It's been nearly two decades, but when their current tour is finished, the Pixies may be gearing up to record their first album since their acrimonious split in 1993.
"We gotta plan to make something new," drummer David Lovering explained in a recent interview with Spinner. Two decades after the release of their final studio album Trompe Le Monde, the rock legends are itching to cut some new musical cloth. If they don't, Lovering worries, "We're gonna wear out our welcome soon enough."
The band's 2004 return to the stage, most notably at the Coachella Arts & Music Festival, was a real eye-opener for the legends, who were so star-struck by the rock stars watching on the side of the stage that they had to focus on the staggering wall of people just to keep their nerve. Imagine, seeking security in an inconceivably huge crowd that's staring at you, to get away from an even bigger intimidator.
Guitarist Joey Santiago tells Spinner: "The amount of people just paying attention when we played. Then looking at the side of the stage and seeing Red Hot Chilli Peppers and PJ Harvey, Radiohead ... just looking. And I could see them and I just had to, "No, I'm not going to look at you. These 70,000 people look more comforting."
Riding the good wave of adoration from old-schoolers to an entirely new generation of sprats who very well could've been conceived to the sounds of Surfer Rosa has been an odd journey, but one the band is thrilled to take. "We were happy to just tour, and it's been non-stop because people want to see us," Lovering confessed. Although the band have been talking about a new album "for years", Lovering admitted, "nothing's come to fruition" - something most rumors assert are due to the reluctance of bassist Kim Deal.
After the tour, however, Santiago claims, "it'll be time." "Making a record will be in the forefront ... We've definitely gelled as a unit and hopefully when we can all bury the hatchet – and we have – maybe we'll go in there and hope for the best."
They're not the only ones hoping. Apparently U2 frontman Bono made a personal plea to the band to record more material. "You know, Bono even asked. Remember that? He's like, "Please make a record!" Goddamn, we can't leave that unturned. That would frustrate me. It would. I think we should do it. But it's up to everybody," Joey mused.
So where are the roadblocks? There is still "friction" within the band, Santiago acknowledged, though he and Lovering aren't the problem. "If there were two people to pick ... it would probably be the other two," he explains with a laugh.

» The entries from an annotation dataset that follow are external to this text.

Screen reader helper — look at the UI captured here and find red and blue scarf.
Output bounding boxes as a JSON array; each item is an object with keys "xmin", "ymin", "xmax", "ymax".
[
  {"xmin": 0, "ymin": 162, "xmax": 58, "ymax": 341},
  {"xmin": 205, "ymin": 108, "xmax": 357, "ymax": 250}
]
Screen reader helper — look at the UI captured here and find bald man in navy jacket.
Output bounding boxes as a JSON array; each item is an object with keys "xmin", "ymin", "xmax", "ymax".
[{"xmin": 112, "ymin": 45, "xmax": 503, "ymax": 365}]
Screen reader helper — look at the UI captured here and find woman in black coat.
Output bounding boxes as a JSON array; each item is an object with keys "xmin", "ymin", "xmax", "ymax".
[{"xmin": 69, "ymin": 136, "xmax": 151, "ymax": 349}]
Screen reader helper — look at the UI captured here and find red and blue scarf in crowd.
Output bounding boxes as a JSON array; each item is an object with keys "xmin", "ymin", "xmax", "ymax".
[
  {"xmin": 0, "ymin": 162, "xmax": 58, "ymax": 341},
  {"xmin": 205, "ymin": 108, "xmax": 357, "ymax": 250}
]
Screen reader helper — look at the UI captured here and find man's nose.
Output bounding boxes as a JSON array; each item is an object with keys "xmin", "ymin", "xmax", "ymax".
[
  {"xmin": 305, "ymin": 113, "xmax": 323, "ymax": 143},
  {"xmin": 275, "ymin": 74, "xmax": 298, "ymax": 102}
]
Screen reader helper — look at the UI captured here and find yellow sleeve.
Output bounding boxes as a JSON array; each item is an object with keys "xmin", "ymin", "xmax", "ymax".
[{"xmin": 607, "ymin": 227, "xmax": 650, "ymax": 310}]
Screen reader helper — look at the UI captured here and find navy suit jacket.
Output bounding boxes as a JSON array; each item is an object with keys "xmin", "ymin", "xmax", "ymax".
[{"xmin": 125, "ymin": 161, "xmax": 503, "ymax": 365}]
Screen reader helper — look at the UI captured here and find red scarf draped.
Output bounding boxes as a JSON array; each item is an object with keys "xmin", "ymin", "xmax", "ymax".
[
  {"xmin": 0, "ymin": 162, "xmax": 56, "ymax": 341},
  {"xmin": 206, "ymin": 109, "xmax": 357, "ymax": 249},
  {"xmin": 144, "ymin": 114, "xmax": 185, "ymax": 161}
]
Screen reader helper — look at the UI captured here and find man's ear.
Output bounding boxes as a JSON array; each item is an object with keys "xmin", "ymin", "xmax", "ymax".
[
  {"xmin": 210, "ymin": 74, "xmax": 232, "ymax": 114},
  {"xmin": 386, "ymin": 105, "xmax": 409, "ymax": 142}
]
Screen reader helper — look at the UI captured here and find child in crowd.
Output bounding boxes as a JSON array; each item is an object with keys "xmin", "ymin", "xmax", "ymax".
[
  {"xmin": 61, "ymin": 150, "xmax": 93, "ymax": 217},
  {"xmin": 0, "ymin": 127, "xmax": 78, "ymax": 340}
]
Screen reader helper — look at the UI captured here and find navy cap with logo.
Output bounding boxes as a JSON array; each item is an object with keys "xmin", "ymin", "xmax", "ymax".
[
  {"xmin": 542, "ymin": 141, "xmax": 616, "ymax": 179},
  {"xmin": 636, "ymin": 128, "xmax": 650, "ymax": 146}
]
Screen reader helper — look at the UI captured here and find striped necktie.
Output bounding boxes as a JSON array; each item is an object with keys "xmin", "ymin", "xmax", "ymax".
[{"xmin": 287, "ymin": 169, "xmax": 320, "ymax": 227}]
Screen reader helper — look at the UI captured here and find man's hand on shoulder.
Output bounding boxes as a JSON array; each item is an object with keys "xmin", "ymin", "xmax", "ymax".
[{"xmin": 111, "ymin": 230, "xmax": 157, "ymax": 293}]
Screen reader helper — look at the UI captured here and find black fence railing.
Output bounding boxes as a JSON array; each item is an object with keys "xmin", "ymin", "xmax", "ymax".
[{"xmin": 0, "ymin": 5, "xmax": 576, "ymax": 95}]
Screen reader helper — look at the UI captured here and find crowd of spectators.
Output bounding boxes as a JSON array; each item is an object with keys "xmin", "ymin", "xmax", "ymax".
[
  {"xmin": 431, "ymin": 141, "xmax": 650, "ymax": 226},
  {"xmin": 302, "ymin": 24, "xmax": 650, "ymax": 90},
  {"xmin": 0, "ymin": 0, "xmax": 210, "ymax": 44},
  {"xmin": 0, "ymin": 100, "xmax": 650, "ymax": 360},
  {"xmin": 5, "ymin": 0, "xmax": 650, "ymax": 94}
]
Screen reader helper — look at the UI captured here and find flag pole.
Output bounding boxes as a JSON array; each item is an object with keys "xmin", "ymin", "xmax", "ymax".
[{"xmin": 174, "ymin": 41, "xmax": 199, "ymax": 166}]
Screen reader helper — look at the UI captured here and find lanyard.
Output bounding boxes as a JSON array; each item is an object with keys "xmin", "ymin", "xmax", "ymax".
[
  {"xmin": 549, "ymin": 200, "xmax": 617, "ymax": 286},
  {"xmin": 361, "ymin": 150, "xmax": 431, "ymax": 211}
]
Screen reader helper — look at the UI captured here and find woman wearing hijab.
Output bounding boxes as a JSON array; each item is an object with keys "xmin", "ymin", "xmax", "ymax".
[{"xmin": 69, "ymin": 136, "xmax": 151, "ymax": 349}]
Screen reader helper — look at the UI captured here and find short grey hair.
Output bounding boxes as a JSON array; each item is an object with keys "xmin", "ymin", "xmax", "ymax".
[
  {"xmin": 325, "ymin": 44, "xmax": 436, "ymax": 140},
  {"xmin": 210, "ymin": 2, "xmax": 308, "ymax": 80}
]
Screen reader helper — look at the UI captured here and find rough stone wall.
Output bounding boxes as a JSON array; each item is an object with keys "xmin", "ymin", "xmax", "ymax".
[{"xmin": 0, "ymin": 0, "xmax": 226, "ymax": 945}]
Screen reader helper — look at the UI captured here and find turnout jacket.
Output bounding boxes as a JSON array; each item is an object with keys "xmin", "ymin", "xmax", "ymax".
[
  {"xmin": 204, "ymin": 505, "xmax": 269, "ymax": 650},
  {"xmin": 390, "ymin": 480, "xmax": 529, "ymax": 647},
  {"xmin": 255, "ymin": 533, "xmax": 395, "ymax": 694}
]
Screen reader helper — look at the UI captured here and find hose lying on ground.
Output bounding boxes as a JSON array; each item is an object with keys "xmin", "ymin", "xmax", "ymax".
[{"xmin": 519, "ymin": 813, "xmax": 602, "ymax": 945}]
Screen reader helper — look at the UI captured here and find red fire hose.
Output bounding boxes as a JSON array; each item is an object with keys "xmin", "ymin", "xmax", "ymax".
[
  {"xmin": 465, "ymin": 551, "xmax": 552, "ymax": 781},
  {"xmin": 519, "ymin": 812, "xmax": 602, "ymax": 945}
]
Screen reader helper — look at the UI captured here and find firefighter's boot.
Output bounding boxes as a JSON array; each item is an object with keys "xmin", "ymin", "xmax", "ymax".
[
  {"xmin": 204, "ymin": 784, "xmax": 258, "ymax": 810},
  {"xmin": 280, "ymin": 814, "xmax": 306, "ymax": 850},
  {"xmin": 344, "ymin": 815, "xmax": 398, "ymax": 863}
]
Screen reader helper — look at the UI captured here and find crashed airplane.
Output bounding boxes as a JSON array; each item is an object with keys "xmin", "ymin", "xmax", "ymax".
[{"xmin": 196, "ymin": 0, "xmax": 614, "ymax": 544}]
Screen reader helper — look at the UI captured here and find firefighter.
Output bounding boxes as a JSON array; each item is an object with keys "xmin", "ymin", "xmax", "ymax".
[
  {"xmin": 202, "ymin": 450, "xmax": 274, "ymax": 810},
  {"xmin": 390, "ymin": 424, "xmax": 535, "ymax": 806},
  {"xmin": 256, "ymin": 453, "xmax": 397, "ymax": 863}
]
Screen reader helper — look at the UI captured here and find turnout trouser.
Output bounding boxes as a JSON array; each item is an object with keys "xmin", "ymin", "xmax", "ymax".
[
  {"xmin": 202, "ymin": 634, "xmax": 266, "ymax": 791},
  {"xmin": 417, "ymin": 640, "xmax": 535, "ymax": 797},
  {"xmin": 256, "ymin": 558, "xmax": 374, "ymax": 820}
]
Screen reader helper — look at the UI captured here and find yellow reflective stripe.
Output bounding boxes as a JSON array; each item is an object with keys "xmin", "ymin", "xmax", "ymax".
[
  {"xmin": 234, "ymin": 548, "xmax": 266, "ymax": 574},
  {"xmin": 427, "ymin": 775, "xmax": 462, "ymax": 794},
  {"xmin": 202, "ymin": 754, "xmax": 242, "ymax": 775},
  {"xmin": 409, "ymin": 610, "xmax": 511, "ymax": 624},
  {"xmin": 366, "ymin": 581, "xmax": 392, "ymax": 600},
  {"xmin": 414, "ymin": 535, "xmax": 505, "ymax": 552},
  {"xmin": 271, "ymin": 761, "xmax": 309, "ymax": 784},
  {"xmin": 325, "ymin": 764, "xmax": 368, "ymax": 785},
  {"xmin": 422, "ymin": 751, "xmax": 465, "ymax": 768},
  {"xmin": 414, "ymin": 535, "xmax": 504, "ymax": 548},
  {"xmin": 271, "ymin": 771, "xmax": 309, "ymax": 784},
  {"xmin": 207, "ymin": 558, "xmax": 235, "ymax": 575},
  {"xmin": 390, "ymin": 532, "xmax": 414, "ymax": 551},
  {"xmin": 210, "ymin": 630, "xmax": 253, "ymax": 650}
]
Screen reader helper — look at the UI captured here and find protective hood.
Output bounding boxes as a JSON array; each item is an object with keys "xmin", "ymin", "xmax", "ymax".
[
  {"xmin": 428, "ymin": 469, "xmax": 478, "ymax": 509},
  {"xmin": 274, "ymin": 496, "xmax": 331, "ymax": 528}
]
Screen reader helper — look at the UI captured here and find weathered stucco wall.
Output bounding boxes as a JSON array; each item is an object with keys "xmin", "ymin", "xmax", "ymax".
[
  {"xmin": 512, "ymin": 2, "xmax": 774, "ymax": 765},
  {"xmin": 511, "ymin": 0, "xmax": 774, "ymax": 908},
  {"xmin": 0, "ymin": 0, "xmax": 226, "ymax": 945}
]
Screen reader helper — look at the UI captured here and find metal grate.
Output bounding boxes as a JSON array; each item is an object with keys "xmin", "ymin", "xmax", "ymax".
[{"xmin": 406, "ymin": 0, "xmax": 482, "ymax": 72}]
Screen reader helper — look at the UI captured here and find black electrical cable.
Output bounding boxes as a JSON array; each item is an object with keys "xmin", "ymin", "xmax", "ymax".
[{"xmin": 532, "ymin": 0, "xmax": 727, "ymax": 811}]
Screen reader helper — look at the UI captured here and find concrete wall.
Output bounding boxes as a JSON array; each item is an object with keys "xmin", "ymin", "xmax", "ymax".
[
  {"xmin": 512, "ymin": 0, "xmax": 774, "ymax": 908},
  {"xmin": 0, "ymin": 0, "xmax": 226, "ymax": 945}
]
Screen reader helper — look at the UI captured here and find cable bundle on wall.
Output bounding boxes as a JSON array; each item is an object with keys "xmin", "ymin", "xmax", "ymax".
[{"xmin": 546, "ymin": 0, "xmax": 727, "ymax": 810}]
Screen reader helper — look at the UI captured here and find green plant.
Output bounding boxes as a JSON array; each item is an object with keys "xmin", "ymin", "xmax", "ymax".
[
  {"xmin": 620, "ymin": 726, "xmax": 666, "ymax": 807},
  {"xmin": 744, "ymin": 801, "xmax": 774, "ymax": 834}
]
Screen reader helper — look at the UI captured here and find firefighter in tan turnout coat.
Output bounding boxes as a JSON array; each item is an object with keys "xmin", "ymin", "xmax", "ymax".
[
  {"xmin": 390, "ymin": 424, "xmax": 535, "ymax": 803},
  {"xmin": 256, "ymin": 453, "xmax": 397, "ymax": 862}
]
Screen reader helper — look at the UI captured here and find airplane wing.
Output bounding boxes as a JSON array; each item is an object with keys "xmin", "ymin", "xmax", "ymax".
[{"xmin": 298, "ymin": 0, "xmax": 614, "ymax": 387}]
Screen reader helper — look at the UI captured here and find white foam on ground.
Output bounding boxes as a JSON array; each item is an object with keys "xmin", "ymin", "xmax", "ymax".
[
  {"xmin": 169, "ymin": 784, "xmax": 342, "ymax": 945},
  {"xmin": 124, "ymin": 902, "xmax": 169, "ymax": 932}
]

Kim Deal and Frank Black's tumultuous relationship is long documented, but the less dramatic half of the band has faith that peace can prevail enough for them to give the masses what they want. "Who knows once we get in there?" Santiago said. "I think that makes good music. [The Kinks'] Ray Davies, you know, beating up his little brother, [laughs] that friction, we've always kind of used it. Like, 'Oh yeah? Screw you, we're gonna play'. That little angst, it's good."